Can anyone tell me where I can get replacements for LCD screens? I have a friend that has a Sharp 42" LCD HDTV. The bad thing is that its screen is cracked. He said it turns on and everything works fine but its just cracked really bad. I cannot find any place online that sells LCD replacements besides for laptops.


----------



## glaufman (Nov 25, 2007)

You might have better luck in the repair sections here:

http://www.hometheatershack.com/forums/service-support/


----------



## MatrixDweller (Jul 24, 2007)

A replacement LCD would most likely cost quite a bit depending on the model. I could actually cost more than the TV if special ordered from the manufacturer. That's because typically TVs are loss leaders in big box stores and tend to sell at or below cost. That cost is also reduced due to large volume orders and special deals between the manufacturer and the retailer.
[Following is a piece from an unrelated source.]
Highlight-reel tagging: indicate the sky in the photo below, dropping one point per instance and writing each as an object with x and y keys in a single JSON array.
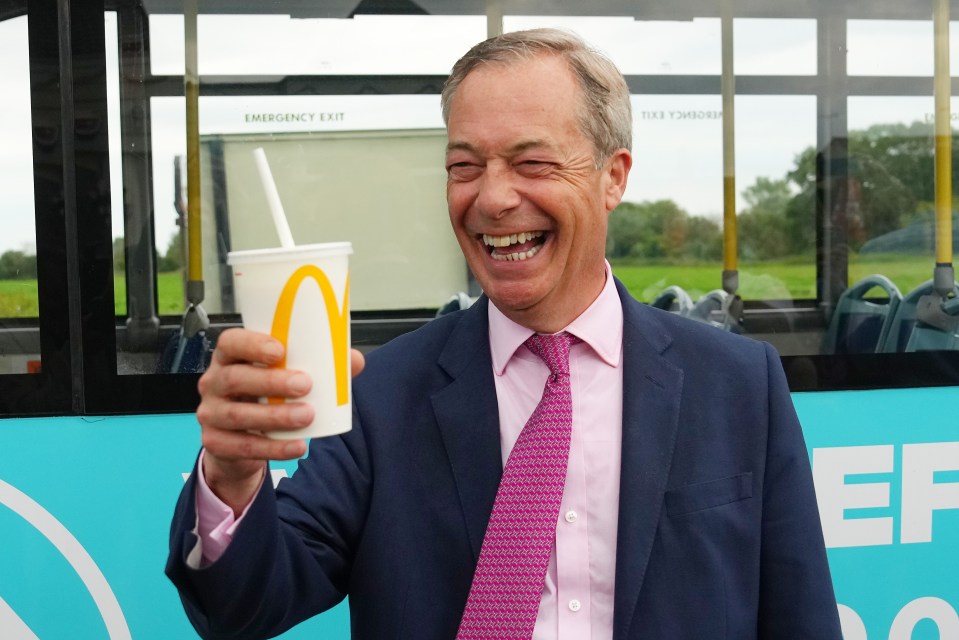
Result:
[{"x": 677, "y": 139}]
Decent 42" LCD's can be had for under $1000 these days and more price drops are around the corner during the Xmas season.

A viable option is to search around for a used or damaged LCD with the same model LCD panel. Often times the ballast or back-light will go and people just ditch and buy new thinking the TV is dead. Salvage the parts from the one to repair the other. It can be pretty hard to find a replacement that way however and you have to be diligent.

You could try Ebay, kijiji.com, a local electronics recycler, a local TV shop or contact the manufacturer.


----------



## slim2fattycake (Aug 21, 2008)

Thanks. Ebay was no help. I'll try the other places.


----------



## lcaillo (May 2, 2006)

slim2fattycake said:


> Can anyone tell me where I can get replacements for LCD screens? I have a friend that has a Sharp 42" LCD HDTV. The bad thing is that its screen is cracked. He said it turns on and everything works fine but its just cracked really bad. I cannot find any place online that sells LCD replacements besides for laptops.


LCD screens for television displays are not quite as generic as laptop screens. You would have to buy this screen through a Sharp authorized parts distributor. I am not even sure that they will sell it to you. Some Sharp parts in the past have only been sold to ASCs (authorized service centers). Even if you can buy it, it will likely be more than the cost of a replacement set, as has been suggested. 

I believe that Encompass and Andrews are Sharp parts distributors.


----------



## slim2fattycake (Aug 21, 2008)

Thanks. I am looking through them now.


----------